The weekly newsletter for Fed2 by ibgames

EARTHDATE: November 30, 2008

Official News page 9


REAL LIFE NEWS: RIP PHOENIX LANDER

by Hazed

While we were taking our two-week break, the world said bye-bye to the Phoenix Lander probe on Mars. As expected, as the Martian winter falls, it has gone silent and is now almost certainly dead. Its last communication with Earth was a brief message on Sunday November 2, and NASA has declared an end to the project.

During its short life on the red planet, Phoenix made some thrilling discoveries.
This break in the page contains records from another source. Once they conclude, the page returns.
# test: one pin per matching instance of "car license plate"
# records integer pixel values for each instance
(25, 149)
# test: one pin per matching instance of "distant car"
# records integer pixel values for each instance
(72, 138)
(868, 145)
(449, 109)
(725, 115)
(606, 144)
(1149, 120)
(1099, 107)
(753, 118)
It was launched from Earth in August 2007 and arrived on Mars in May of this year, landing at the Martian north pole after a fiery plunge through the thin atmosphere, using a parachute and thrusters to control its descent. The original schedule called for the mission to last just three months but it actually continued for several months longer before the probe finally died.

Phoenix's major achievement was in becoming the first to find water, in the form of water-ice just below the topsoil. Chunks of ice could be seen vaporizing before the lander's cameras. It even recorded snowfall on the planet.

The lander snapped more than 25,000 pictures, ranging from panoramic views of its Arctic landing site to atomic scale images of dust grains in its microscope. It's left the mission's scientists with a mass of data that will keep them busy for decades.

As the Martian winter starts, the Phoenix lander was starved of light at its Arctic location, which meant its solar panels couldn't produce enough energy to charge up the batteries. They regularly went flat, which prevented the robot from heating its systems as local temperatures headed down to minus 100 degrees centigrade. The final straw was a dust storm which obscured the Sun/'s rays even further.

As winter progresses, Phoenix will be covered in a thick layer of carbon dioxide frost and as the ice builds up on its solar arrays, they will quite likely crack and fall off. The electronics will also break up in the cold, which means reviving the probe later is quite unlikely. Phoenix really is dead.